Alcarràs, la segunda película de Carla Simón tras el éxito de crítica, hace unos años, de su también autobiográfica Verano 1993, entra en estas categorías: memoria, infancia, ámbito familiar.
La directora y guionista, inspirándose en su propia familia y contando con un reparto de actores y actrices no profesionales, ha alumbrado un filme repleto de sutileza, de equilibrios, de amor implícito, de emotividad sin caer en lo sensiblero…
Un retrato de tres generaciones de agricultores que ven peligrar sus tierras; porque el abuelo nunca firmó un papel con la persona que se las cedió para cultivarlas (eran otros tiempos, donde no valían los contratos, sino la palabra de un hombre y las manos que se estrechaban con firmeza para sellar los acuerdos). Y al final del verano los echarán de allí. Es, pues, la última cosecha. Durante la que necesitan apoyarse entre sí.
La mirada como vínculo del amor familiar
Con influencias del neorrealismo de antaño y de la exquisita El árbol de los zuecos, y con la cámara enfocando a menudo las miradas de los niños y adolescentes que observan las actitudes a veces incomprensibles de los adultos; y que al mismo tiempo transmiten amor, devoción o decepciones con sus ojos. Carla Simón exhuma con pulso firme y sensibilidad parte de sus recuerdos de infancia; cuando iba a pasar temporadas al terreno de sus tíos en Alcarràs, donde cultivaban y recogían melocotones.
Su retrato es universal porque nos impulsa a rememorar nuestras propias infancias, en aquellos años donde, a la vera de la casa familiar, se juntaban abuelos, hermanos, primos, tíos y sobrinos.
De hecho, en los primeros minutos de esta película coral es el espectador, fijándose y escuchando los diálogos, quien debe resolver los parentescos con los escasos datos que nos va suministrando la directora.
Durante todo el metraje les veremos, casi siempre unidos, en sus quehaceres cotidianos: la recogida de fruta donde todos echan una mano tras la decisión de contratar a menos temporeros; el rato frente al televisor viendo un western mientras el abuelo se queda dormido en el sofá; los ensayos en el coro de la iglesia; la compra de alimentos frescos en el mercadillo; la caza furtiva de los conejos que les arruinan las cosechas; la diversión en las fiestas del pueblo; las barbacoas en las que se ríe y se discute; los juegos infantiles y también las travesuras; la venta en la cooperativa; las viejas historias de la abuela; los deberes escolares; las canciones tradicionales que les unen aún más…
La discordia pasajera
Pero, como en todo microcosmos, siempre se introduce algún elemento exterior que acaba por sembrar la discordia, corriendo el riesgo de fracturar la piña: el hijo del antiguo propietario les ofrece que trabajen para él en el mantenimiento de las placas solares.

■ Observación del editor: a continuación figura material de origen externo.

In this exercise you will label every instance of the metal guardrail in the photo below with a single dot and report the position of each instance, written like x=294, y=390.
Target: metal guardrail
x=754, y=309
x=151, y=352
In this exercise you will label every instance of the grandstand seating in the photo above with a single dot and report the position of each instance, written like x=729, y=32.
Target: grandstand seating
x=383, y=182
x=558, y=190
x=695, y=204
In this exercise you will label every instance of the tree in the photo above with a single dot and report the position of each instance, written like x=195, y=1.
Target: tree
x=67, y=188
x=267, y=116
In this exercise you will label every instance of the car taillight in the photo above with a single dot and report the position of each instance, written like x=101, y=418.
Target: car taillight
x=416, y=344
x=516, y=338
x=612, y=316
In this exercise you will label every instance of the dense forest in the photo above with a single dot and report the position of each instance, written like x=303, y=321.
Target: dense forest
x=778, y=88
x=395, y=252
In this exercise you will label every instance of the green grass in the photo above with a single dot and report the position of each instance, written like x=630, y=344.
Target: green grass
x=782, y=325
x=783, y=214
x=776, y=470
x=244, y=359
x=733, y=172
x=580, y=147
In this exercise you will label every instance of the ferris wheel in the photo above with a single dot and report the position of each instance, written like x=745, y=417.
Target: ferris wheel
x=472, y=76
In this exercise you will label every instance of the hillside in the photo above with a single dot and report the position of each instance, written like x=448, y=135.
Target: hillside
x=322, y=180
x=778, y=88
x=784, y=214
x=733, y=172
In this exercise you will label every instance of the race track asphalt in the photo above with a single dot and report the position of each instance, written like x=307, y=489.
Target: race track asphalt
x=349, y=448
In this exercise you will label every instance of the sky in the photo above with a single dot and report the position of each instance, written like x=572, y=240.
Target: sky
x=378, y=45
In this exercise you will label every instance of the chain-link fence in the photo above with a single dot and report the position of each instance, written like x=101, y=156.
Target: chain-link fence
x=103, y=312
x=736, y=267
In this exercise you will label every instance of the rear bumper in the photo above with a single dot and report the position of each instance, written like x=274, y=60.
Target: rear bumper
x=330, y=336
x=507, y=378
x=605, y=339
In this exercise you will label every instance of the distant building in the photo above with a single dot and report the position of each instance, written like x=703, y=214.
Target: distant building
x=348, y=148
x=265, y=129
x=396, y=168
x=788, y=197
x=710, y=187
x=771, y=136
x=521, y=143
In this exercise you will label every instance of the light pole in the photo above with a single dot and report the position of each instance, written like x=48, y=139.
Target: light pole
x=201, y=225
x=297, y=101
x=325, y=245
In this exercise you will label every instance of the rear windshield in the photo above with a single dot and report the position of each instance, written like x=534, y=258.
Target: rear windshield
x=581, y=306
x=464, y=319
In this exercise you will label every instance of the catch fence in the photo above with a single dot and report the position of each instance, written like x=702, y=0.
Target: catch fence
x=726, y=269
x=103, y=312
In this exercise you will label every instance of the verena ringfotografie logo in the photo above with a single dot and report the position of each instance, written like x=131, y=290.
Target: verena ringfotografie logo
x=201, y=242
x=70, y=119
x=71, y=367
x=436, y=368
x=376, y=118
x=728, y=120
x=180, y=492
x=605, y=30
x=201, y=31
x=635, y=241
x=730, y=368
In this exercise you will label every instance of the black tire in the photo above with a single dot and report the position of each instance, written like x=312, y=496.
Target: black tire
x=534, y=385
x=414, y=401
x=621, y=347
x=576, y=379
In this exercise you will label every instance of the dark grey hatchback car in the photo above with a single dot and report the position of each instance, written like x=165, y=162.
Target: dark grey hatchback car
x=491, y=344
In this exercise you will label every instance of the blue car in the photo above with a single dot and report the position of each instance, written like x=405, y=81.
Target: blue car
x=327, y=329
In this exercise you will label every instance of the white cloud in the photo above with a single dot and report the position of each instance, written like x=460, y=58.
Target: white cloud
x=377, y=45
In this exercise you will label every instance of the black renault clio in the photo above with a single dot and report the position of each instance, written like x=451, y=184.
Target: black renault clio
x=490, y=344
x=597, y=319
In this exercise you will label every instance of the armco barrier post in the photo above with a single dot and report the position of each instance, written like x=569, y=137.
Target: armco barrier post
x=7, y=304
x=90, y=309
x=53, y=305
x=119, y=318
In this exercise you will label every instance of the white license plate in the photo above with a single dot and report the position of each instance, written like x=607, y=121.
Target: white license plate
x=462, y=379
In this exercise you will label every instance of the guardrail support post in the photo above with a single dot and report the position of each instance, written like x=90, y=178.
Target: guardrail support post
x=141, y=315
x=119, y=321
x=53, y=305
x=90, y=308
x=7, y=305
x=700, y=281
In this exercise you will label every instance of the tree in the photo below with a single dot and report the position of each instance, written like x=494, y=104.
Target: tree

Que alguien lo medite supone despertar la ira del padre, Quimet.
Y así, durante un tiempo, una de las ramas familiares se alejará de la casa, para disgusto de los abuelos y, sobre todo, de las niñas, que no entienden por qué no pueden ver a sus primos.
En Alcarràs (rodada en catalán y estrenada con subtítulos en castellano) conviven personajes de muy diversa índole, que permiten la identificación de los espectadores. Salvo, quizá, en el caso de Quimet, el padre que para disgusto de sus parientes siempre anda furioso, abroncando a unos y a otros, lastrado por la impotencia que le supone ver cómo se desvanece su modo de vida…
El espectador católico tendrá que asumir que sus continuas blasfemias sólo son una condición (un rasgo) de un personaje áspero y a ratos detestable, y que el espíritu del filme es lo contrario a esas ofensas orales.
En este tejido tan rico en detalles no falta el lamento por el ocaso de los antiguos sistemas de agricultura, de ese mundo rural en extinción en el que padres e hijos luchan, sufren y trabajan juntos.
El último plano, con la familia numerosa unida, nos devuelve algo de esperanza: no en el sistema, no en los gobiernos, sino en las personas, en esos abuelos y en esas madres que abrazan a los suyos mientras resisten.